Нам приходилось иметь дело с кино прежде всего потому, что в кино хорошо платили. Это было немаловажно, если учесть, что с 1970 по 1980 год у нас не вышло ни одной новой книжки.

— На что же вы жили в это десятилетие?

— Были два журнала, которые нас поддерживали несмотря ни на что. В Москве — «Знание — сила», в Ленинграде — «Аврора». Они нас спасали от голодной смерти и полной безвестности. Я загнал свою коллекцию марок и на эти деньги жил несколько лет. Аркадий был вынужден снова поступить на редакторскую работу. Да, главным источником дохода были, конечно, зарубежные издания. Мы получали сертификаты — такая замена денег. Если мы получали гонорар в тысячу долларов, то нам выдавалось шестьсот рублей сертификатов — по цене шестьдесят копеек за доллар. Но это были серьезные, настоящие деньги. На них, конечно, нельзя было покупать продукты, потому что покупать картошку за доллары казалось диким, но так мы покупали всю одежду. Благодаря наличию сертификатов я время от времени менял старый автомобиль на новый. «Заграница нам поможет», — говорили мы друг другу, и так оно и было.
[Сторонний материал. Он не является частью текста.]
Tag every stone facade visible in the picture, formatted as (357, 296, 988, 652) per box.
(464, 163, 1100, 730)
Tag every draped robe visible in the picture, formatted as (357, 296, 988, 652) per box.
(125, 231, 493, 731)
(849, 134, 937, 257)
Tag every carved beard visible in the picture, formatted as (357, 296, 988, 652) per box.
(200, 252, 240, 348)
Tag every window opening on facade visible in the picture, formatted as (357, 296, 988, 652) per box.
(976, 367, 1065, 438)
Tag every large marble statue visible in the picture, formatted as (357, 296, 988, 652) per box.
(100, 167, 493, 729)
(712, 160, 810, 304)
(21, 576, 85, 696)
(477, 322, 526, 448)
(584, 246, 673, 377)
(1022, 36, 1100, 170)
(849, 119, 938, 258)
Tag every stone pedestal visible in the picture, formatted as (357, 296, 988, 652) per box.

Ну и, конечно, кино давало деньги. Было много попыток, много сценариев, которые писались, за них был получен аванс, но на этом дело кончалось.
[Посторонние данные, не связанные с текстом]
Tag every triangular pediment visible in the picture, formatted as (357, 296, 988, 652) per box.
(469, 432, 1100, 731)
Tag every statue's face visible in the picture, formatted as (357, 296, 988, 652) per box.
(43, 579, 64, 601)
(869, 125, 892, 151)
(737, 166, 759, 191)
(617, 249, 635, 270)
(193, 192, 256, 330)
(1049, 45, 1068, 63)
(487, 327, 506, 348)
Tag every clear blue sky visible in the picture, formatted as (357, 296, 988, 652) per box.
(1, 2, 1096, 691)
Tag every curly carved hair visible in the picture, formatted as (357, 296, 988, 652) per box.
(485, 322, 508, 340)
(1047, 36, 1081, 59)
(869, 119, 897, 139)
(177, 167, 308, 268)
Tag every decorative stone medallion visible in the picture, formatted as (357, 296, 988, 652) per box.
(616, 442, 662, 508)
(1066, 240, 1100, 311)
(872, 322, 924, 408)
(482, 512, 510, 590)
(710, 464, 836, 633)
Было две удачи, два действительно сильных фильма: «Сталкер» Тарковского и «Дни затмения» Сокурова. Мощные картины, каждая из которых, наверное, является кинематографическим уроком. Но они весьма далеки от того, что делали Стругацкие. Это картины не по Стругацким, а по отдаленным мотивам произведений. Хотя наше участие в работе было самым непосредственным. Для Тарковского мы написали девять вариантов сценария, заранее договорившись, что будем терпеливо делать то, что попросит мастер. И мы писали вариант за вариантом, пока не получился последний. С Сокуровым — примерно то же самое. Там было написано два или три варианта, но в конечном итоге мы так и не нашли дороги к его сердцу. Он использовал вариант своего постоянного сценариста Юрия Арабова.

— В съемках вы принимали непосредственное участие?

— Только на уровне сценария. Правда, Аркадий ездил на съемки «Сталкера», а меня пытались затащить на съемки фильма «Отель „У погибшего альпиниста“», но я-то лично всегда считал, что это бессмысленно.

— Вашей страстью были почтовые марки?

— Почему были? И есть. Я страстный филателист и начал этим серьезно заниматься с 1948 года. Хотя собрать нормальную коллекцию человеку со средним достатком совершенно невозможно. Потом коллекцию я, как уже говорил, загнал. Несколько лет не собирал марок вообще. Но рассказывать про марки бессмысленно — все равно что описывать вкус вина.

— У Аркадия Натановича тоже была своя страсть?

— Не знаю, страсть ли, но его любимым занятием было собрать друзей, уставить стол спиртным, сидеть, выпивать, рассказывать анекдоты, случаи из жизни, выдумывать, спорить. Потом он, правда, стал более нелюдимым. Его страстью можно назвать чтение. Он читал непрерывно, не мог без книжки прожить трех часов.

— Братья Стругацкие — это ведь было нечто другое, чем собственно вы и собственно Аркадий.

— Конечно, как соединение кислорода и водорода дает нечто третье — то, что называется водой.

— Как вы теперь чувствуете себя без соавтора?

— Представьте себе, что вы с напарником пилите гигантское бревно, много лет пилите. Потом напарник уходит. Бревно осталось, пила осталась. Двуручная. Вы когда-нибудь пробовали пилить дрова в одиночку двуручной пилой?